Yo que crecí con Videla
«¿Para quién canto yo entonces/ si los humildes nunca me entienden?», se preguntaba Charly García en una hermosa canción que cerraba un gran disco, Pequeñas anécdotas sobre las instituciones. La respuesta ya no está soplando en el viento: ahora canta para Alan Faena. Pero antes hubo otra historia.
Cuando se despidió Sui Generis en el Luna Park yo tenía diez años. Creo que cinco después —más o menos— empecé a escuchar ese disco de despedida en vivo, Adiós Sui Generis, en mi Winco blanco.
Estaba grabada ahí una frase errónea y premonitoria: «No se preocupen, chicos, ya vendrán tiempos mejores», decía la voz de Rinaldo Rafanelli. Los tiempos, como sabemos, cada vez fueron peores. Llevo en mi memoria emotiva —es decir que no sólo lo recuerdan mis neuronas, sino que lo recuerda todo el animal que hay en mí— muchos de los diálogos que se filtraban entre canción y canción.

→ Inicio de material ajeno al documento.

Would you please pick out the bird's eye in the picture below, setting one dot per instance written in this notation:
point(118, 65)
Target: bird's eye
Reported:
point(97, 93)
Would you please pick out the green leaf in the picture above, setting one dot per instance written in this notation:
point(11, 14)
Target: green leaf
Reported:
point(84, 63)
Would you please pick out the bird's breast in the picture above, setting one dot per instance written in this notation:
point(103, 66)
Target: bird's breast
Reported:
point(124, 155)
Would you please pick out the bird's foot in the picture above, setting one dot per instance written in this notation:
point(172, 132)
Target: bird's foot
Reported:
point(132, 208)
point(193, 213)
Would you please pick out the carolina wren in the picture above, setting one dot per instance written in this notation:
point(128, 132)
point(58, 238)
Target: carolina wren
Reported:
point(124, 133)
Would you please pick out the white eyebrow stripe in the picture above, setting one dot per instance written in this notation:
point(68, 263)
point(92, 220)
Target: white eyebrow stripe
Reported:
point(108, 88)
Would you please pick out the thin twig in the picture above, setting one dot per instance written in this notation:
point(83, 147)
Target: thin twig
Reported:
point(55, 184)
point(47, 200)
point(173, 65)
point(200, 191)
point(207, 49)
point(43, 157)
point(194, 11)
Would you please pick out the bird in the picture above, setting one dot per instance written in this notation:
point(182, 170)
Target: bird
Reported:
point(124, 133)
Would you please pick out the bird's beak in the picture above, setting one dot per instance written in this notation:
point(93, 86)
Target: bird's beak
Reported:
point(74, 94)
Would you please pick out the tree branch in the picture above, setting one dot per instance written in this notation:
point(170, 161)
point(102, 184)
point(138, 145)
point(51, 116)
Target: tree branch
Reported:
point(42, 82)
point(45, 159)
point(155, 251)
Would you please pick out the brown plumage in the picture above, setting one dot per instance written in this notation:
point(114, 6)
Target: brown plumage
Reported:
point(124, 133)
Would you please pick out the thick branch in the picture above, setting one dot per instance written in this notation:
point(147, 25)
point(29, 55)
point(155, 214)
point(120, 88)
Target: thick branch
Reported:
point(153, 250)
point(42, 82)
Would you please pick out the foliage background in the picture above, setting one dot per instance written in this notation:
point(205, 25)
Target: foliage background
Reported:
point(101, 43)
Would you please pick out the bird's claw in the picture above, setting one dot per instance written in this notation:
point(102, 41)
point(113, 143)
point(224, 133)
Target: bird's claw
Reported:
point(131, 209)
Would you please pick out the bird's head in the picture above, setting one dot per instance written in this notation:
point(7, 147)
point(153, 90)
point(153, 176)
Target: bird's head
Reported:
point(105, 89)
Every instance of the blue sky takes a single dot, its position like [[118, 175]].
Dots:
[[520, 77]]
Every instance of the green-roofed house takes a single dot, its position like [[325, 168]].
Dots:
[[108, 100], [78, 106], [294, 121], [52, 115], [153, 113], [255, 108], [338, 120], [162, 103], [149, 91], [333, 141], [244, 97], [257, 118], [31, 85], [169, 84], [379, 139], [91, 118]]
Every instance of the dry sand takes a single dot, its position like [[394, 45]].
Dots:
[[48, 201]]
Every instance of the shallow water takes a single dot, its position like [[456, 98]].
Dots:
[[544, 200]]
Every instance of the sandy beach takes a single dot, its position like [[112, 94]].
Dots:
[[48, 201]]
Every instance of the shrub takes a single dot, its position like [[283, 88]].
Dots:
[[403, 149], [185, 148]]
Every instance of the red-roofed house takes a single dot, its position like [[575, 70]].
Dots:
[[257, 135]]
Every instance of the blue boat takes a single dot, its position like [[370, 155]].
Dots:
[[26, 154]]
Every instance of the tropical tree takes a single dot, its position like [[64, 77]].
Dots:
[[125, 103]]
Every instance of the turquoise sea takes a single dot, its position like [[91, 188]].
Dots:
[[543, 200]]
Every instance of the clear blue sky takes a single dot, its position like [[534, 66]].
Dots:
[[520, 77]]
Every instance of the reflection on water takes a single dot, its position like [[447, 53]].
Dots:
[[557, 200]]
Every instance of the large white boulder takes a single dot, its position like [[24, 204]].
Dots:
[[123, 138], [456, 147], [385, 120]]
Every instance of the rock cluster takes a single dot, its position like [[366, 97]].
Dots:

Hace poco, escuché de ese disco la versión en vivo de «Confesiones de invierno» (esa parte en la que dice que «las heridas son del oficiaaalll», al tiempo que estalla de fondo el Luna Park), mientras cruzaba una calle. La música salía de una disquería. Me produjo un shock. Pasaron muchísimos años, acumulé mucha información de todo tipo y escuché mucha música. Si se quiere, a veces, más sofisticada que esas baladas de Sui Generis que Spinetta ha criticado porque «se parecen a las canciones de María Elena Walsh».
Spinetta prefiere al García de Piano Bar y Clics modernos. Ese García, sin duda, es extraordinario. Está en su pico creativo. Pero yo quiero hablar del García antes de Sui. El que se vestía de manera hiperhippie. Camisas desteñidas, alpargatas, blazer y pañuelos al cuello. La tapa de Vida es icónica en ese sentido. Tanto la forma como el contenido del disco son honestos entre sí. En la tapa, están dos adolescentes sentados sobre una vereda. Nada de divismo ni de espectacularidad. La estética de esa foto es lo que los japoneses llamarían wabi. Pobreza voluntaria y gran poderío conceptual.
Por dentro, las canciones son sencillas, con una música a veces infantil (pero con el poder infantil que también tienen las canciones de Nirvana) y con una lírica de temática adolescente: «De pronto fui un varón/ que no tenía mujer/ y quise poderla conseguir», dice la letra de «Dime quién me lo robó».
Vida es un disco hermoso. Confesiones de invierno es un disco de transición, más pesado. Pero tiene un tema que me parece demoledor. Es el último track y se llama algo así como «Tribulaciones, lamentos y ocaso de un tonto rey imaginario, o no». Creo que es así el título, estoy escribiendo y citando todo de memoria porque a la mayoría de las cosas que nos hacen ser quienes somos no podemos olvidarlas jamás.
¿Qué es un clásico? Hay miles de respuestas para esta pregunta. Yo creo que un clásico es alguien o algo que pone sus propias reglas de juego esté en el tiempo que esté. El valor universal de un clásico no es algo para tener en cuenta. Algo que vale para todo y todos en todos los momentos es probable que no sea un clásico, sino una opinión estereotipada y convencional. E institucional… Miles de personas se inclinan ante Shakespeare o Joyce sin haberlos leído, sólo porque, se sabe, son clásicos. Creo que el valor de un clásico lo establece cada persona —y si se puede, cada comunidad—. El valor de ese clásico va a durar lo que dure la vida de esa persona. ¿Para qué más?
Teniendo en cuenta esto, puedo decir que los primeros discos de García —los de Sui Generis— son, para mí, clásicos. Como todo gran artista, su música dice y hace cosas que, en definitiva, no le pertenecen. Siempre y cuando el artista se mantenga en estado de peligro y acepte el mundo como un lugar oscuro y maravilloso, su trabajo no va a estar atado a lo que se tenga que hacer o decir. En Pequeñas anécdotas de las instituciones, el último disco grabado en estudios por el dúo, se escucha de fondo lo que se dice en la letra: «Estamos los muertos/ todos aquí/ quién quiere que se los muestre». O «Tendremos un hijo si quiere venir, muchos desayunos y ningún Clarín». Se vivían épocas oscuras —estábamos creciendo con la Triple A y con Videla— y la sensación de claustrofobia está en ese disco. Y también está el deseo de cambiar el mundo, aunque se haga con algo tan inútil —en términos mercantilistas— como una canción. Volvamos al final de la canción con que abrí este texto: «Y yo canto para usted/ el que atrasa los relojes/ el que ya jamás podrá cambiar/ y no se dio cuenta nunca/ que su casa se derrumba».